Iain Banks’s untimely death has, quite rightly, got plenty of attention this week. My own feelings can’t be fully summed up without some rude and angry words, but in dilute form, they’ve be something like, How could you do that, you bastard universe/god!*
Like a lot of British SF fans of my generation, I knew him personally. Not as a close friend, but thanks to his frequent and enthusiastic attendance at SF cons in the 80s and 90s, I met him a number of times, in situations generally involving alcohol and often involving new and unexpected experiences – ask me about the 6am poker-and-single-malt-Dave-con at the Adelphi some time.
He was a great bloke. More importantly for the world at large, he was a great writer – and in not one, but two, genres. Mainstream commentators have predictably played down, or been slightly perplexed by, his continued love of SF: *plummy voice* why did he dabble with such tomfoolery when he was a literary great? Those of us living in the SF ghetto have been known to take the opposite view: that he was One of Us, and only wrote the other stuff because it paid well, kind of like his day-job. Me, I think he genuinely loved both the genres he wrote in. He certainly delivered the goods in both.

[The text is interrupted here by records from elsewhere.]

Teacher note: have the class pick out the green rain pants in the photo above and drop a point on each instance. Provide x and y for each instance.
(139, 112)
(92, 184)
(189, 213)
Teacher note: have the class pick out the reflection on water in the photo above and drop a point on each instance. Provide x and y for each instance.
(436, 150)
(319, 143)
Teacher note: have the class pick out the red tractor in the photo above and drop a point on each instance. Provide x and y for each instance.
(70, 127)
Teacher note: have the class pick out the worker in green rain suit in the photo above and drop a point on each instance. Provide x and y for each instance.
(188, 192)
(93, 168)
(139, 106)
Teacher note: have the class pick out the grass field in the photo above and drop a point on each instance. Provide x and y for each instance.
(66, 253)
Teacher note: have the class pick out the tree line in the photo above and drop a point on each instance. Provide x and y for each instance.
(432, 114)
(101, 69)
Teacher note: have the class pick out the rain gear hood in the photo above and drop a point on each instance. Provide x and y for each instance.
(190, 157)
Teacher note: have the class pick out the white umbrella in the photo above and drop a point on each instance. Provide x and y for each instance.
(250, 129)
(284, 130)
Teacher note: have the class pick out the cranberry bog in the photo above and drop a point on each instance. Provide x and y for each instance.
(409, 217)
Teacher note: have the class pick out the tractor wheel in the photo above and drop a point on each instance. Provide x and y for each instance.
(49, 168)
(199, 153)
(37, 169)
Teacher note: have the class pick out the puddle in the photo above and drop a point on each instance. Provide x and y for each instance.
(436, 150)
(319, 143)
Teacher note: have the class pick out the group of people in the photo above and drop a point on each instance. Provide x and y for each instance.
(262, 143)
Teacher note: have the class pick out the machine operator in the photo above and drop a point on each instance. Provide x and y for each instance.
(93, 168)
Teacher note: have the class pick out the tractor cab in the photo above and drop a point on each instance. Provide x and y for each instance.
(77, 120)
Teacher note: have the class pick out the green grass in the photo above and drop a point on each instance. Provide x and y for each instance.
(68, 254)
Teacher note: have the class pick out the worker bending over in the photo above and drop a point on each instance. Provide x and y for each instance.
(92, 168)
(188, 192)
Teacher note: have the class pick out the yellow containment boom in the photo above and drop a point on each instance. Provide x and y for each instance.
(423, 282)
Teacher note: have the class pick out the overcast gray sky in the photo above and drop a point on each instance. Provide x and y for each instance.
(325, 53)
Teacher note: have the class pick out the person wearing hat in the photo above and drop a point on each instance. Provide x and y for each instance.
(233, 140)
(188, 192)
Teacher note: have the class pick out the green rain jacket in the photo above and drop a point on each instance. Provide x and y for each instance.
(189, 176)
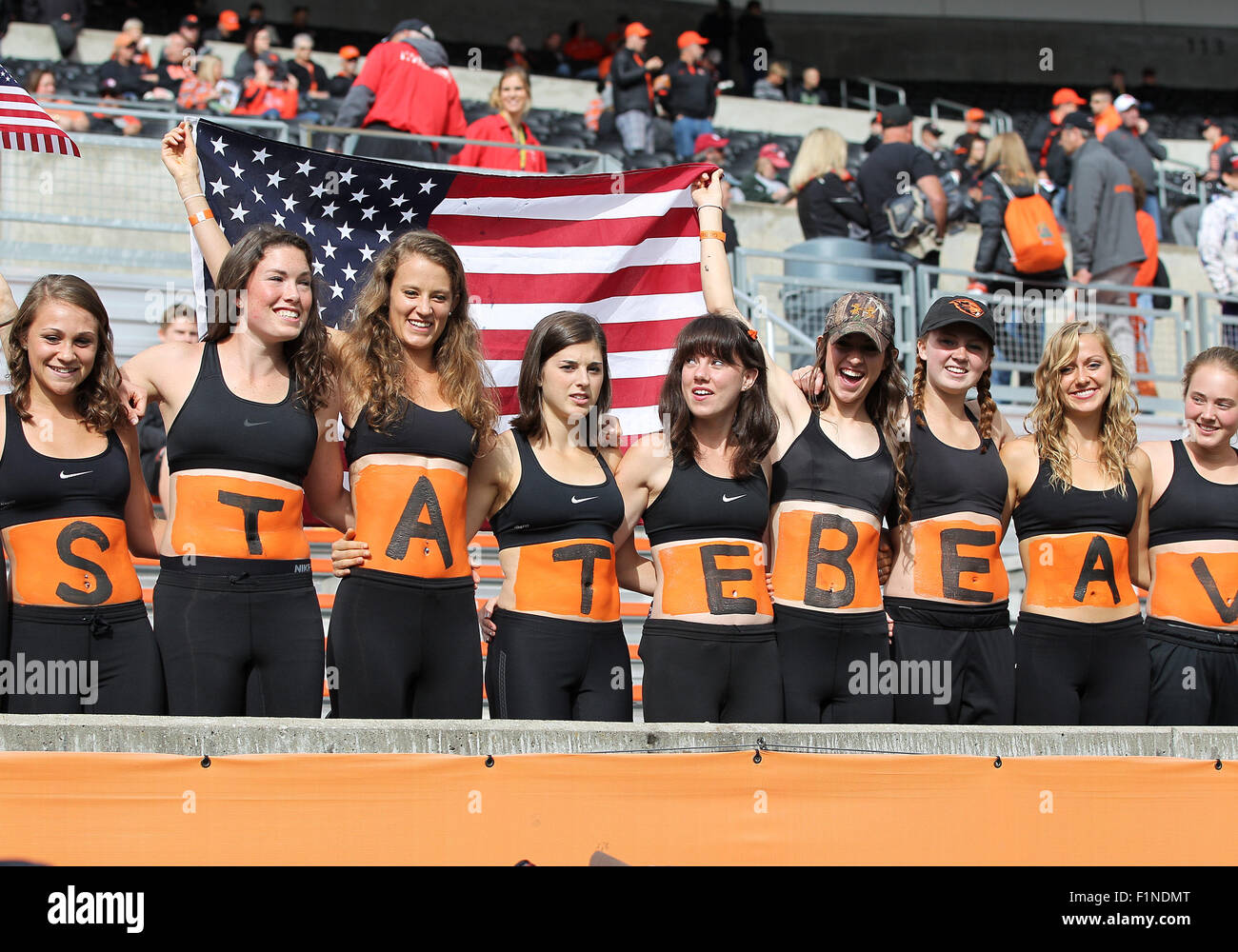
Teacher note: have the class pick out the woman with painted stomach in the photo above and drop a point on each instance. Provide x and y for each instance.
(948, 589)
(1078, 489)
(702, 488)
(1192, 550)
(833, 479)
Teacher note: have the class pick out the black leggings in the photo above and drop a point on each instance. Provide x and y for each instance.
(968, 650)
(1195, 675)
(553, 668)
(228, 619)
(826, 660)
(701, 672)
(87, 660)
(1080, 672)
(404, 646)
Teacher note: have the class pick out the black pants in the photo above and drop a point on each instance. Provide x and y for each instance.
(88, 662)
(223, 621)
(404, 647)
(551, 668)
(1080, 672)
(704, 672)
(972, 649)
(1195, 674)
(826, 658)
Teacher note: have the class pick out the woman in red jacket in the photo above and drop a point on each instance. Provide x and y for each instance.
(512, 98)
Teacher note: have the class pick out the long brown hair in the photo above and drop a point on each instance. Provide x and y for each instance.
(884, 400)
(755, 426)
(97, 400)
(551, 334)
(1048, 417)
(308, 354)
(374, 361)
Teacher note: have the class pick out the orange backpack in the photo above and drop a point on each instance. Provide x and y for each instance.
(1031, 234)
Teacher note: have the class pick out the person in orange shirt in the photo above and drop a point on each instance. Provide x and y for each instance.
(1105, 116)
(511, 97)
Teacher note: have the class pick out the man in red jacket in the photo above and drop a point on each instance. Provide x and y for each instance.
(405, 86)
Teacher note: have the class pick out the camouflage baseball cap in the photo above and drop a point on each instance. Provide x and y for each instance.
(858, 312)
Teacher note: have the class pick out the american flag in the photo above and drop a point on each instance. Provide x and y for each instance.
(26, 125)
(623, 248)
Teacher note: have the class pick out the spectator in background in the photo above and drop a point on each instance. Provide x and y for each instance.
(583, 52)
(551, 58)
(405, 86)
(929, 140)
(763, 185)
(826, 198)
(710, 148)
(1218, 246)
(258, 46)
(227, 29)
(171, 69)
(310, 78)
(772, 86)
(1045, 149)
(258, 17)
(718, 25)
(136, 30)
(518, 53)
(1008, 173)
(267, 97)
(691, 95)
(190, 31)
(41, 83)
(1105, 235)
(512, 98)
(753, 45)
(206, 88)
(886, 173)
(1137, 147)
(1105, 116)
(973, 119)
(809, 91)
(1144, 277)
(630, 79)
(120, 75)
(349, 56)
(874, 134)
(180, 324)
(65, 16)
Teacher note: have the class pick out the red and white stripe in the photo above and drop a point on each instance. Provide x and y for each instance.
(25, 125)
(623, 248)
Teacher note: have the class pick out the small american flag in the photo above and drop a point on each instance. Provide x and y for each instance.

Because plenty has been said elsewhere, I wasn’t going to mention his passing, quietly depressed though it left me. But then I remembered something I’d been meaning to do, and now never will. The early Culture novels are, in my opinion, some of the best SF written in the 20th century (some of the later ones less so, which is what you get for creating a working Utopia, but that’s a discussion for another day). The third book, Use of Weapons, ends with an awesome sting in the tail, delivered via a powerful and – in typical Banksie fashion – deeply twisted, image. When, some time after reading the book, I discovered the author’s love of the music of Warren Zevon (another genius taken too soon…) I instantly made a connection between this image and the song Excitable Boy.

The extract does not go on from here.